Of Spirit and Advocacy

We are now in the season after Pentecost, the season of the Spirit, that enigmatic third person of the Trinity. In Luke the Spirit shows up fifty days after the Resurrection. In John the Spirit shows up Easter evening. But in truth the Spirit is forever on the move. For Israel in the first century the Spirit had grown silent during the brutal occupation of Rome. At Jesus’ resurrection the Spirit for the early Jewish Christians returns empowering their communities for the way ahead. John names the Spirit the Advocate. So for us the modern day spirit-filled, we are to live lives of passionate advocacy.

The theme of this year’s General Convention is Ubuntu, which is a Zulu word that means I in you and you in me. It is a word that calls for intentional community, that we live not for ourselves, but that we live for the good of the whole, something quite counter cultural in the west. Ubuntu is the life of the Spirit, that we become advocates for our brother and sister; that our well being is intimately connected to the well being of the other. We become Advocates for the voiceless of our world, advocates for mercy and compassion; advocates for peace and nonviolence; advocates for justice and dignity. Pentecost, the coming of the Spirit is the very revelation of our vocation, what we are made for: that we live as the community of faith as the Advocate, the incarnation of the Spirit, given to a world in want of saving breath.

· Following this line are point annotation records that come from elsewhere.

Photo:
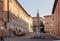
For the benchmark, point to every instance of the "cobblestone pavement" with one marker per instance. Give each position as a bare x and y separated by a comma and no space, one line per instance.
26,38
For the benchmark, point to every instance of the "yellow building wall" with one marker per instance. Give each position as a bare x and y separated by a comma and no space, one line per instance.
15,9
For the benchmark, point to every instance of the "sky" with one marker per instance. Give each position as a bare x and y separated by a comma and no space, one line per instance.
31,6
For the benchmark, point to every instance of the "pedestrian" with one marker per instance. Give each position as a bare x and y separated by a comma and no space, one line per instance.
1,35
42,32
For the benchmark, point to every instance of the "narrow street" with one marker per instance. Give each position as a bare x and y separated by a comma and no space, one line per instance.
26,38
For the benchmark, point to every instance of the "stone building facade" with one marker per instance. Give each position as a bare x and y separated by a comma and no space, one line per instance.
56,11
14,16
48,24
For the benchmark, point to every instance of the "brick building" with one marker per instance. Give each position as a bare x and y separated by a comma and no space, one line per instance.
14,16
48,24
56,11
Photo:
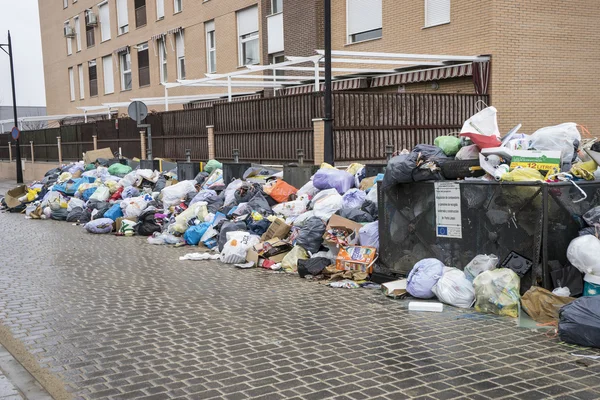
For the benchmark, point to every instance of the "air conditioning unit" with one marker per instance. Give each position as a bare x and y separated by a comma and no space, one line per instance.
69,31
91,19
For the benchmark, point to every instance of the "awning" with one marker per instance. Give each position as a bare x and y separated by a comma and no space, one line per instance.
342,84
423,75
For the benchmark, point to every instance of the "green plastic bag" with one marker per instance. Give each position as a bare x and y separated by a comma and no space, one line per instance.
119,169
212,165
449,144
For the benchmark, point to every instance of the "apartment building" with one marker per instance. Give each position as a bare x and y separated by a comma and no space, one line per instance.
543,53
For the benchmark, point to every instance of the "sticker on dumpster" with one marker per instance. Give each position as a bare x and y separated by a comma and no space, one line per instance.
447,210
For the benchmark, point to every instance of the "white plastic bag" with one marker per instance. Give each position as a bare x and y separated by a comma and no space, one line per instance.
485,122
101,194
479,264
584,254
326,203
559,138
454,288
172,195
237,246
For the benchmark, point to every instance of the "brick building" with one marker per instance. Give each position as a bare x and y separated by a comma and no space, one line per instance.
543,52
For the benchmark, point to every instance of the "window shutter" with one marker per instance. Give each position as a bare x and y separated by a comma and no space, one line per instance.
122,16
180,44
364,15
437,12
247,21
107,69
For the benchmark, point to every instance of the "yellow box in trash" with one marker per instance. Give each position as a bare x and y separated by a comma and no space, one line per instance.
540,160
356,258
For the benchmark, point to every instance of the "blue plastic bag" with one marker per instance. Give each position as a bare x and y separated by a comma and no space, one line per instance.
423,277
114,212
194,233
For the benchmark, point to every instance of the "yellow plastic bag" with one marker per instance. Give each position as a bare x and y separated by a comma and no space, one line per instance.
354,168
290,261
523,175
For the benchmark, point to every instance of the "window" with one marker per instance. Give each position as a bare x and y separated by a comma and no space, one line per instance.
89,36
364,20
143,64
104,14
81,79
276,6
77,32
72,84
180,47
211,49
140,12
93,76
437,12
122,16
125,61
109,77
160,9
248,46
69,42
162,59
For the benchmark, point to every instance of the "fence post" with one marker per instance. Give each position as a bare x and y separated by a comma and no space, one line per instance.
319,140
143,145
59,149
211,142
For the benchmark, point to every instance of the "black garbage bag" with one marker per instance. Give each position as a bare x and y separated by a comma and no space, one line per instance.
258,227
355,214
311,234
312,266
260,204
579,322
147,224
60,215
230,226
75,215
403,168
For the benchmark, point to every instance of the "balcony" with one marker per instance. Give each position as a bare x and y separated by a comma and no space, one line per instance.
140,16
275,33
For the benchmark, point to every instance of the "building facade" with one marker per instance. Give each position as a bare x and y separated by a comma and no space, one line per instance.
543,52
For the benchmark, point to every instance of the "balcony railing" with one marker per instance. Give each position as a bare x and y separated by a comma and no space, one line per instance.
140,16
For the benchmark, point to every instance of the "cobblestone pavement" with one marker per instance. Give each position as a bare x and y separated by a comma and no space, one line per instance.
117,318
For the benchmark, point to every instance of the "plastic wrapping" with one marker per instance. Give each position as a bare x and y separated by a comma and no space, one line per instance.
497,292
423,277
454,288
583,253
579,322
479,264
328,178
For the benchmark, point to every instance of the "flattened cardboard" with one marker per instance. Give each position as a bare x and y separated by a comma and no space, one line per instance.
12,196
92,155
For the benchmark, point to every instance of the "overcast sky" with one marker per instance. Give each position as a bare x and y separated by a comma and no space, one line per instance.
22,18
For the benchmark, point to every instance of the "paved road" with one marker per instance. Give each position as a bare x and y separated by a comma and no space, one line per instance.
117,318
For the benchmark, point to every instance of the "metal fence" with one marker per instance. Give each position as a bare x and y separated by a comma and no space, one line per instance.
535,220
270,129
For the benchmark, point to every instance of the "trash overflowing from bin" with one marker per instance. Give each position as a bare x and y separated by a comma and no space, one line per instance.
328,230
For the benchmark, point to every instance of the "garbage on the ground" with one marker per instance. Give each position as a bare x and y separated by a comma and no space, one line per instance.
579,322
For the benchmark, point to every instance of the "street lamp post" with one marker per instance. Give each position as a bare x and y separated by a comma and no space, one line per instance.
7,48
328,139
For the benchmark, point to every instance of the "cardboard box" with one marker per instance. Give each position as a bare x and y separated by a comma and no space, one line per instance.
277,229
92,155
12,196
536,159
356,258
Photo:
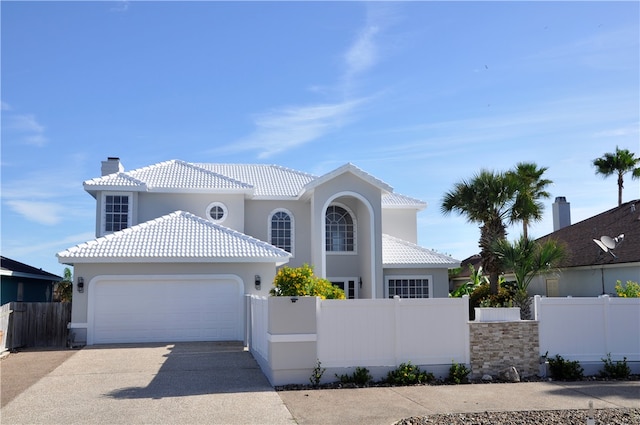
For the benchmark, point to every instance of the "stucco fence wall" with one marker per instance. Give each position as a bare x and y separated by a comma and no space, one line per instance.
290,335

This is the same Spirit that moved over the deep in the very beginning, the life force, both matter and energy, wind from the stars, that creates and recreates our world to the tune of an ancient and sacred song. In the Spirit we are co creators with God, we in God and God in us, reconciling the world into the gracious commonweal, that God imagines; we the bearers of God’s imaginative Spirit that lives so that all may live in the new creation that comes as a song in the wind in every act of advocacy for the least of us. We saw in the flesh this Sunday past what the Spirit can do: The Kuot family now has a home all their own through the power of the Spirit…they in us and we in them… Spirit alive and real. The Spirit is no ghost, but flesh and blood, bringing dignity to the beloved of God’s world, and we have proof, do we not?